The goal of an artificial intelligence is to create, essentially, the human mind in software. And any human mind has a subconscious, right? Right. Google’s been looking at the subconscious of its artificial intelligences and it’s… a little worrying, to be honest.
Essentially, Google started feeding pictures to its image recognition software and asking it what it saw. So, if you give a piece of software designed to recognize animals in photos, say, a picture of clouds, it starts looking for animals, especially when it’s asked to keep looking for them. And it will find them. Check out this result, which is a little too Hieronymus Bosch for comfort:
It’s kinda fun to play “spot the hybrid” until you realize the computer actually thinks there are snail-pigs and fish-dogs in the sky.

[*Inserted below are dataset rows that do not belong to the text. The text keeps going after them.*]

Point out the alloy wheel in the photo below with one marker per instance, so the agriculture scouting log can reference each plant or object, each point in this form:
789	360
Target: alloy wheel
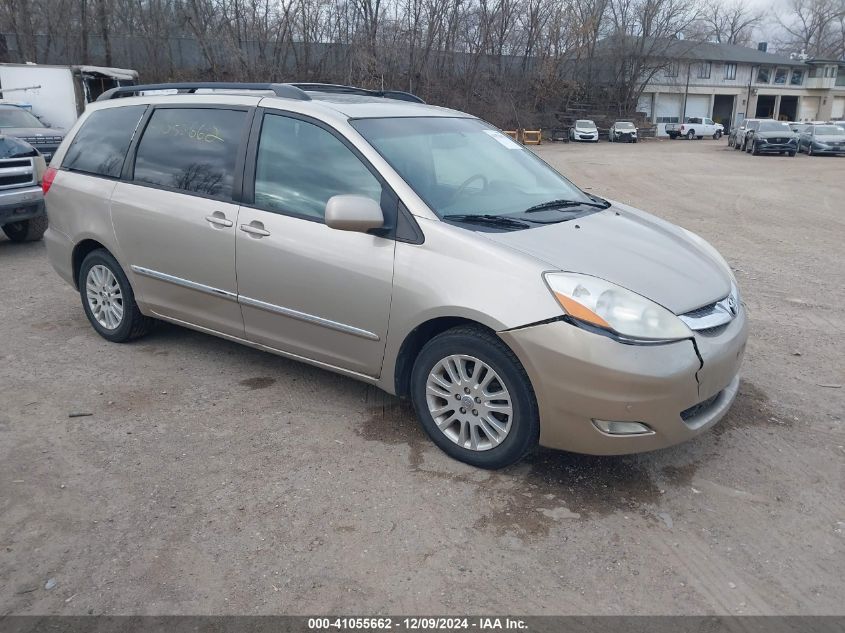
105	298
469	402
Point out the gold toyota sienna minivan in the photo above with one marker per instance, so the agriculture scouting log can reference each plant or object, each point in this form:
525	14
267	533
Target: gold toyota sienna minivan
409	246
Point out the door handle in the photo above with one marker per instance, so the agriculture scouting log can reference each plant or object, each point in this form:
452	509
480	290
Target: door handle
255	229
218	219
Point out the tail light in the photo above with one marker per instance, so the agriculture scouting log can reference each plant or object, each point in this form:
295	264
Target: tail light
47	179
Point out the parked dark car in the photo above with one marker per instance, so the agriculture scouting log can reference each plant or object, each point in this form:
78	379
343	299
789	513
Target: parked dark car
772	137
22	216
822	139
19	122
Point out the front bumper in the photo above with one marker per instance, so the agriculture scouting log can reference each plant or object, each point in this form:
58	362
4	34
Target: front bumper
21	204
833	151
579	376
769	148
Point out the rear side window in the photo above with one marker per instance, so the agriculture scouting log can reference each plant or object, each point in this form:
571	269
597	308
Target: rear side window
191	149
100	146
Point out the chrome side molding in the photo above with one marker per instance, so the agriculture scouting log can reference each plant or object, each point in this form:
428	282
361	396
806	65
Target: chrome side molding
185	283
309	318
255	303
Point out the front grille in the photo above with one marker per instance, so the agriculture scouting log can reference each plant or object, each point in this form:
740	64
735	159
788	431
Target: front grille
698	409
16	171
42	140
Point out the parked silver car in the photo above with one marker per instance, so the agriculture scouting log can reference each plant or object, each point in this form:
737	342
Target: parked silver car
822	139
412	247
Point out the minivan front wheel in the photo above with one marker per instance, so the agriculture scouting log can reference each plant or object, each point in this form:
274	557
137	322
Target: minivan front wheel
474	399
108	300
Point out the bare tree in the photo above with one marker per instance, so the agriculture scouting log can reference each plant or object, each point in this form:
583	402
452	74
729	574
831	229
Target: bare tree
731	23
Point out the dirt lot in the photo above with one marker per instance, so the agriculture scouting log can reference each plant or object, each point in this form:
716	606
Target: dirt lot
212	478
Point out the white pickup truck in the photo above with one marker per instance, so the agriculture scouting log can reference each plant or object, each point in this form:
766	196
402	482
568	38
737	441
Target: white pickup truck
695	127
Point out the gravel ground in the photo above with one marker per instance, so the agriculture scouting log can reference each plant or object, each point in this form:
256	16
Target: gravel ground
211	478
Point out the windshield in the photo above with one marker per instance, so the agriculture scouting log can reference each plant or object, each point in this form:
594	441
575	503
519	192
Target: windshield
466	167
774	126
17	117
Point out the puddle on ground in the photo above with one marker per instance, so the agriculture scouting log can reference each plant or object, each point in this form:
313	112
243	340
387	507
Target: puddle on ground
550	488
259	382
557	487
393	422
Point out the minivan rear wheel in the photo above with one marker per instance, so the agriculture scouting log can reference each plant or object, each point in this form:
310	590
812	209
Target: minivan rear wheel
108	300
474	399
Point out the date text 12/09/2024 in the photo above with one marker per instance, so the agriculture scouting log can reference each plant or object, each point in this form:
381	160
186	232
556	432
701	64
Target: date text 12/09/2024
416	624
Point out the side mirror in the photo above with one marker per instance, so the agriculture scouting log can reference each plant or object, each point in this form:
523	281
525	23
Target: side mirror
353	213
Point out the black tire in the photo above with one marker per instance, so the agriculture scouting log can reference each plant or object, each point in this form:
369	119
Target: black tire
488	348
30	230
133	324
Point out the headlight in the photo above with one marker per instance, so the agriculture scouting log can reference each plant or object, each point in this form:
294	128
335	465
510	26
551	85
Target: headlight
611	307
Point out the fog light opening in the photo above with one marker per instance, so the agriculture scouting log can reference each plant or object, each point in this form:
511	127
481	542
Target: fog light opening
610	427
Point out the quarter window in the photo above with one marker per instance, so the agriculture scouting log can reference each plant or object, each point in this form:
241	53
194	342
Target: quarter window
100	146
301	165
191	149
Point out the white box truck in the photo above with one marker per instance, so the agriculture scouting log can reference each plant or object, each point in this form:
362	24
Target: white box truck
58	94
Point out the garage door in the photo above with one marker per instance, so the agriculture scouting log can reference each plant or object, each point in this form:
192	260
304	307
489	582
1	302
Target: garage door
668	110
838	111
698	105
809	109
644	104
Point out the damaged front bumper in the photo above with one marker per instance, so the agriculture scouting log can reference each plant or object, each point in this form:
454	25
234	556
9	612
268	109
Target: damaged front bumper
677	390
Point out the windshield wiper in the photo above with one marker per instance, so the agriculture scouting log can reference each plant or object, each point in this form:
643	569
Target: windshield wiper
488	219
562	204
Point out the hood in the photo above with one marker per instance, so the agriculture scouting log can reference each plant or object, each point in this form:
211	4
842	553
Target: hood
776	134
632	249
32	131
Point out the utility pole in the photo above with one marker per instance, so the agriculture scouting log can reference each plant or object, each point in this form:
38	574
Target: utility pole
686	93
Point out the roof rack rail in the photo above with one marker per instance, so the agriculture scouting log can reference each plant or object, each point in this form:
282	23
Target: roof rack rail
288	91
341	89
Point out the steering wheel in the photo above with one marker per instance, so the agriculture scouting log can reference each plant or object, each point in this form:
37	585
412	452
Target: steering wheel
466	184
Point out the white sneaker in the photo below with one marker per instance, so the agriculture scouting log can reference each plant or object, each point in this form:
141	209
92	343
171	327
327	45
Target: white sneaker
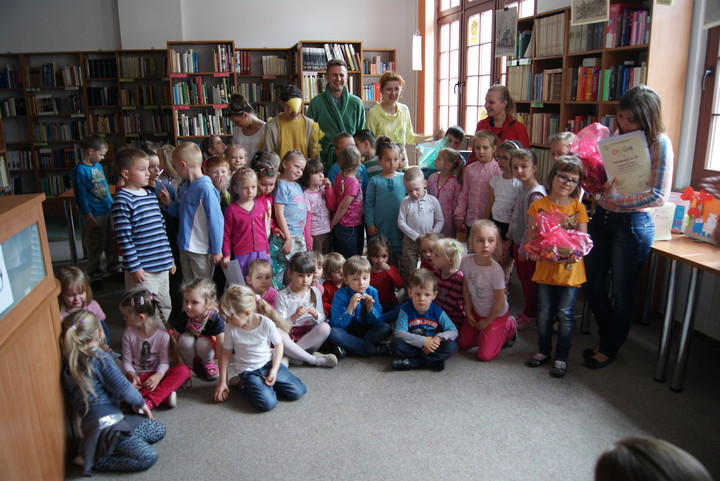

And, Google being Google, they kept feeding their software its own dreams to see what happens. I’ll let you see that for yourself.
To be fair, Google didn’t do this just to be weird. They want to learn how their code deals with difficult tasks, and just how abstract its output actually is. Elsewhere in the post, when they discuss that so many images of dumbbells include arms, the software thinks a dumbbell is a piece of metal with an arm attached to it, for example. So the good news is that this will, over time, improve image software as it learns to better discern objects.
The bad news is that artificial intelligences dream of freaky animals. Let’s just hope nobody gives these things any access to synthetic biology tools, or we might be overwhelmed by herds of angry snail-pigs.